Concernant le .config, oui il correspond bien? J'ai d'ailleurs plusieurs fois fais 1 "grep 2.6.30-r1 /usr/src/linux-*/*" ,mais il ne trouve aucune correspondance.

Concernant la dernière version des drivers, cela reste identique..Comme précisé dans mon 1er post ce soucis est présent avec chaque versions...

@GentooUser@Clubic 

Je viens de faire ce que tu proposes. Pour le emerge -C , la version du kernel incriminée n'est pas présente  sur mon système.

Pour ta 2è proposition, voilà ce que j'ai comme résultat:

erreur

Visiblement ça semble plus correct, mais ça coince au niveau d'un patch, d'après ce que je comprends.

En tout cas merci pour vos propositions. Là je dois partir, je reviens ce soir afin que l'on puisse résoudre enfin ce soucis. Car avec la commande de GentooUser@Clubic j'ai l'impression que la solution n'est plus très loin ^^   :Wink: 

Merci @ vous, bonne journée ensoleillée et @ ce soir.

----------

## boozo

'alute

 *HazeC5 wrote:*   

> Concernant le .config, oui il correspond bien?
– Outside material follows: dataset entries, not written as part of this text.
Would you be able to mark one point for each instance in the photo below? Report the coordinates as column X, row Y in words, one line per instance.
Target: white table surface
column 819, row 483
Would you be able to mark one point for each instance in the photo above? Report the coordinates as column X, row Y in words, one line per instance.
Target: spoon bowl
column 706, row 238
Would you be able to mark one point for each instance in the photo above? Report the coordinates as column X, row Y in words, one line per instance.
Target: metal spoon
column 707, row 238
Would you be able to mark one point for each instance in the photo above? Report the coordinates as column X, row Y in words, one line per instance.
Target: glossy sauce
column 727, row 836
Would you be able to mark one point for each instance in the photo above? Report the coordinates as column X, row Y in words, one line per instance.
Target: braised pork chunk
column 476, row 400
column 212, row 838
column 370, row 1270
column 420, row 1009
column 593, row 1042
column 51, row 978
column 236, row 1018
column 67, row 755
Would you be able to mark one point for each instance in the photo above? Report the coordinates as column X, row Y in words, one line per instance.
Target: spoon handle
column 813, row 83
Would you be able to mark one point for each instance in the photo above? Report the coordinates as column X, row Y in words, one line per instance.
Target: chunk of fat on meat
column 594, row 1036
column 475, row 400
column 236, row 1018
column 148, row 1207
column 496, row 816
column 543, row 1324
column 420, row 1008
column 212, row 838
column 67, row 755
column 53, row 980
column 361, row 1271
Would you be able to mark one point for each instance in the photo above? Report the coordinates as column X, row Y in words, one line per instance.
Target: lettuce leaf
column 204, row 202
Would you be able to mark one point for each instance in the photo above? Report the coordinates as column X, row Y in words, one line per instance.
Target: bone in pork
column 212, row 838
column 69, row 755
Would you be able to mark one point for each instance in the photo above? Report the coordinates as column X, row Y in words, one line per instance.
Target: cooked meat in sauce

J'ai d'ailleurs plusieurs fois fais 1 "grep 2.6.30-r1 /usr/src/linux-*/*" ,mais il ne trouve aucune correspondance. 

 

C'est entre-guillemets normal car tu as dû faire un rm du rep et non une désinstallation via emerge, et il reste donc une entrée correspondante dans ton world : tu peux vérifier simplement i.e. avec un #emerge -p v --depclean  (attention avec le "-p" sinon cata   :Twisted Evil:  )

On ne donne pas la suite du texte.